Krakow is the only place on this trip
where we haven't been able to find some Couchsurfers
to stay with. So in the rain we set off to find a nearby hostel. The first one we found had no private rooms left, and since this was going to be our base for two nights I really wanted somewhere we could spread our junk all over the room and not worry about getting in other people's way. The receptionist was really helpful though, and marked on a map the locations of three more hostels within reasonable walking distance. We settled on the closest one, bargained for a bit of a discount price and dumped our backpacks.
The room was clean and spacious,
in fact configured with two single beds and a double, and the location was perfect- just five minutes west of the bus and train stations, and just outside the old town. BY the time we'd showered, and strewn our clothes, books and miscellaneous items from one corner of our large room to the other, the rain outside had eased. We headed into the Old Town, and were surprised to reach the Old Town Square Rynek Glowny
, after what seemed like just a few minutes walking. Rynek Glowny is the largest Medieval town square in all of Europe- 800 metres wide and 1200 metres long.

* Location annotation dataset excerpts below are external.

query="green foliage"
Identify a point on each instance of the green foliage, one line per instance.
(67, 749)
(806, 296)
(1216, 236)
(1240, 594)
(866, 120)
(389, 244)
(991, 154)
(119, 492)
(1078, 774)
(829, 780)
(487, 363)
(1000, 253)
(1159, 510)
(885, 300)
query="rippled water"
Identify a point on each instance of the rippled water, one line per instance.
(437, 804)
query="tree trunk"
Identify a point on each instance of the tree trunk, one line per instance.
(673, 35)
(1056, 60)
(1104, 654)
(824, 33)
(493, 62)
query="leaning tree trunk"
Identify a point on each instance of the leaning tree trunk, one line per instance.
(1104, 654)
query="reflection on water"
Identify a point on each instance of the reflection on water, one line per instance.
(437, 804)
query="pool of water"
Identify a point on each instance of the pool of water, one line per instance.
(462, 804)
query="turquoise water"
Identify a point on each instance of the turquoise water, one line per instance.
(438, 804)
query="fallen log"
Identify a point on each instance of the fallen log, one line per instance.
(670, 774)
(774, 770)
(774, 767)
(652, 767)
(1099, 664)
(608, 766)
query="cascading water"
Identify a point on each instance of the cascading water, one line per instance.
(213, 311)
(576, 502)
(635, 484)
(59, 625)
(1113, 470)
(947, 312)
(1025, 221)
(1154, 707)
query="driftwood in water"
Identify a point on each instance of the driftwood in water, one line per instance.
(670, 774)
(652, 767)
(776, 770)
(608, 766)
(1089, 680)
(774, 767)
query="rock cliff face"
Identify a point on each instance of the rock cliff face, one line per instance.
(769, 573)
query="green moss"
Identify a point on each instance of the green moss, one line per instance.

The oldest city in Poland,
Krakow is the only decent sized city in Poland that escaped being almost levelled in WWII, saved by a sudden encircling manouevre by the Soviet Red Army which forced the German forces to evacuate the city. It's a stark contrast to Warsaw, which suffered total devastation during the war, more than half of its poulation dead, and eighty-five percebnt of buidlings destroyed. The history of this part of the world is just fascinating- I'm learning a little as I travel, but it's inspired me to try to learn a lot more.
The Old Town of Krakow
was one of the first inclusions on Unesco's World Heritage list in 1978, with its Gothic cathedrals, Wawel Castle, and the now eerily silent Jewish quarter. At the beginning of WWII, Krakow was home to about 65 000 Jews, some thirty percent of the city's population. Today, the Jewish population of Krakow is less than two hundred.
We followed the narrow bench-lined path
that ran through the Planty
- a strip of parkland that completely surrounds the Old Town, which offered a great view of many of the Old' Town's illuminated buildings and monuments.